Para esses poderosos consórcios, fabricação barata, ampla demanda interna e mão-de-obra especializada são as chaves para se mudar para a segunda nação mais populosa do planeta. Enquanto para a Índia o estímulo do mercado interno, os investimentos em tecnologia e o treinamento de sua mão de obra são elementos suficientes para se tornar um novo concorrente.

Mas, apesar de todas as perspectivas positivas, a Índia ainda enfrenta uma série de desafios cardinais, em longo prazo, para materializar seus anseios.

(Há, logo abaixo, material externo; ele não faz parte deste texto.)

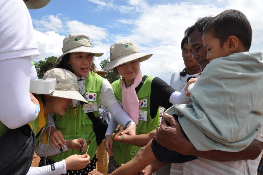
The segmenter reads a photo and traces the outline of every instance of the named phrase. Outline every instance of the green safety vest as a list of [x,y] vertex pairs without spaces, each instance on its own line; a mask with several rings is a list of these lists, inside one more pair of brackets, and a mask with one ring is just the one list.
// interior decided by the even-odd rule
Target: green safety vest
[[35,64],[35,63],[31,60],[31,67],[32,67],[34,64]]
[[[44,106],[42,103],[42,101],[40,96],[37,96],[36,98],[40,104],[40,111],[37,118],[33,121],[28,123],[28,125],[30,126],[31,129],[34,131],[34,133],[35,135],[37,135],[38,133],[40,132],[41,129],[40,129],[45,127],[46,125],[46,119],[44,115]],[[40,119],[39,119],[39,118]],[[39,123],[39,122],[40,123]],[[40,128],[39,128],[39,126],[40,126]],[[0,121],[0,137],[5,134],[9,129],[7,127]],[[36,145],[38,143],[38,140],[40,137],[39,136],[36,137],[35,141]]]
[[[140,102],[140,113],[147,113],[147,121],[139,120],[136,125],[136,135],[146,134],[156,129],[160,124],[159,110],[154,117],[151,117],[150,113],[150,98],[152,82],[154,77],[148,76],[146,78],[143,84],[137,93],[138,99]],[[121,81],[118,80],[111,84],[116,98],[119,102],[121,101],[122,91],[121,88]],[[145,106],[145,105],[147,105]],[[145,112],[143,112],[145,111]],[[113,157],[119,165],[125,164],[133,159],[138,152],[142,147],[129,144],[123,143],[118,141],[113,141],[112,147],[114,151]]]
[[[104,78],[95,73],[93,75],[90,73],[87,76],[85,84],[86,92],[90,93],[92,96],[95,94],[96,97],[95,100],[94,99],[94,98],[90,99],[89,96],[85,96],[85,98],[89,103],[97,103],[97,110],[93,112],[95,117],[99,116],[99,101],[104,80]],[[79,105],[77,107],[75,116],[74,115],[73,106],[71,105],[67,109],[64,115],[55,114],[55,118],[56,127],[62,133],[65,140],[85,138],[88,143],[89,139],[91,139],[87,154],[89,156],[90,160],[92,160],[95,156],[98,146],[92,127],[92,122],[87,114],[84,113],[82,106]],[[86,151],[82,154],[85,153]],[[54,162],[57,162],[72,155],[79,154],[79,149],[70,149],[49,157],[48,158]]]

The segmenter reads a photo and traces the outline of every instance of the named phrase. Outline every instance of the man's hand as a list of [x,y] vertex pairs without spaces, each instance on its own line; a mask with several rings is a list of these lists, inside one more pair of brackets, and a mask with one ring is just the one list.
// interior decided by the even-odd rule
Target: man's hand
[[[48,135],[49,129],[49,127],[46,128],[46,133],[47,135]],[[49,144],[53,148],[55,148],[55,146],[59,149],[60,148],[60,146],[57,144],[58,142],[61,147],[63,147],[64,144],[66,144],[65,139],[60,131],[58,130],[53,126],[51,126],[49,136]]]
[[136,135],[136,126],[134,124],[132,124],[121,132],[121,135],[126,134],[130,135]]
[[184,155],[192,155],[195,148],[185,135],[180,124],[166,113],[154,139],[161,146]]
[[186,95],[188,97],[190,96],[190,93],[188,92],[188,86],[191,84],[196,82],[197,80],[197,78],[191,78],[188,81],[188,82],[187,82],[187,84],[184,88],[184,92]]

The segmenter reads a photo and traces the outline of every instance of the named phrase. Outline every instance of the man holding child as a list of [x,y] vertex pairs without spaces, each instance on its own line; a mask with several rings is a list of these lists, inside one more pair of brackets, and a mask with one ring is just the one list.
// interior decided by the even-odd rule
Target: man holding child
[[[234,49],[235,53],[237,53],[244,52],[248,50],[251,44],[252,31],[248,21],[246,22],[247,21],[245,20],[244,22],[243,25],[246,25],[244,30],[246,30],[246,31],[245,32],[238,27],[241,28],[242,27],[237,27],[233,25],[233,23],[228,23],[228,21],[229,21],[227,18],[228,15],[231,15],[234,19],[241,17],[242,16],[240,13],[242,13],[237,11],[226,11],[210,21],[209,23],[205,27],[204,31],[203,31],[203,28],[210,20],[210,17],[200,19],[194,25],[189,27],[190,29],[187,30],[186,34],[188,36],[189,46],[193,50],[193,58],[197,60],[202,67],[205,67],[208,62],[210,62],[214,59],[231,54],[229,52],[226,54],[224,52],[226,51],[233,52]],[[242,14],[242,15],[244,16]],[[242,20],[244,20],[244,19],[242,19],[241,21]],[[217,29],[217,31],[214,29],[211,32],[211,28],[213,28],[213,25],[217,24],[226,26],[224,31],[219,31],[220,29],[218,29],[220,28],[218,27],[214,27]],[[234,29],[230,27],[231,25],[234,26],[232,27]],[[221,29],[222,30],[222,28]],[[203,35],[204,33],[205,33]],[[210,34],[211,33],[212,35]],[[239,35],[236,36],[236,34],[235,34],[235,33],[238,33]],[[218,36],[220,34],[222,36]],[[247,38],[247,40],[244,40],[244,38]],[[222,42],[224,42],[225,40],[226,41]],[[215,44],[217,45],[215,46]],[[206,48],[204,47],[204,45]],[[221,55],[216,55],[218,54]],[[224,54],[225,55],[222,55]],[[258,52],[252,54],[258,55],[260,57],[258,63],[262,64],[262,62],[260,62],[260,58],[262,59],[262,53]],[[207,60],[205,59],[206,57]],[[258,84],[256,85],[258,86]],[[183,154],[194,155],[202,158],[184,163],[173,164],[170,174],[246,174],[249,173],[250,170],[251,174],[256,174],[257,169],[262,154],[263,148],[262,128],[251,143],[242,151],[236,152],[215,150],[199,151],[196,150],[186,137],[178,136],[182,135],[182,130],[179,123],[175,121],[172,116],[167,115],[164,117],[166,121],[163,122],[157,137],[155,137],[158,143],[161,145],[166,145],[166,147],[168,149],[178,151]],[[258,116],[256,117],[262,117],[262,116]],[[168,126],[168,122],[171,126]],[[171,133],[176,134],[172,134]],[[168,134],[168,133],[169,134]],[[170,146],[168,147],[168,146]],[[253,159],[255,160],[252,160]],[[249,170],[248,170],[248,168]]]

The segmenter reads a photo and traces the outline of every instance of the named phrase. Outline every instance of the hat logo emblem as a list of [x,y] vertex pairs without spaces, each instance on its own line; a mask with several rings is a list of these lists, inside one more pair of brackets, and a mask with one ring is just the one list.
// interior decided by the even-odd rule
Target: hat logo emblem
[[82,38],[80,37],[78,37],[75,38],[75,41],[80,42],[82,41]]
[[125,45],[125,48],[131,49],[132,48],[132,43],[127,43]]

À erradicação da pobreza, um problema no qual trabalhou intensamente e que afeta mais de 20% da população, acrescenta-se um sistema ineficiente de geração e distribuição de energia, infraestrutura agrícola e de transporte inadequada, limitações para as oportunidades de emprego, altas despesas e subsídios mal direcionados, disponibilidade inadequada da educação básica e superior de qualidade e acomodar a migração do campo para as cidades.

Consciente de que não existe um desenvolvimento pleno sem a resolução de todas essas questões, a nação deve resolver esta série de problemas sociais e outros, o que pode atrasar, sem dúvida, o seu excelente passo no xadrez político e econômico universal.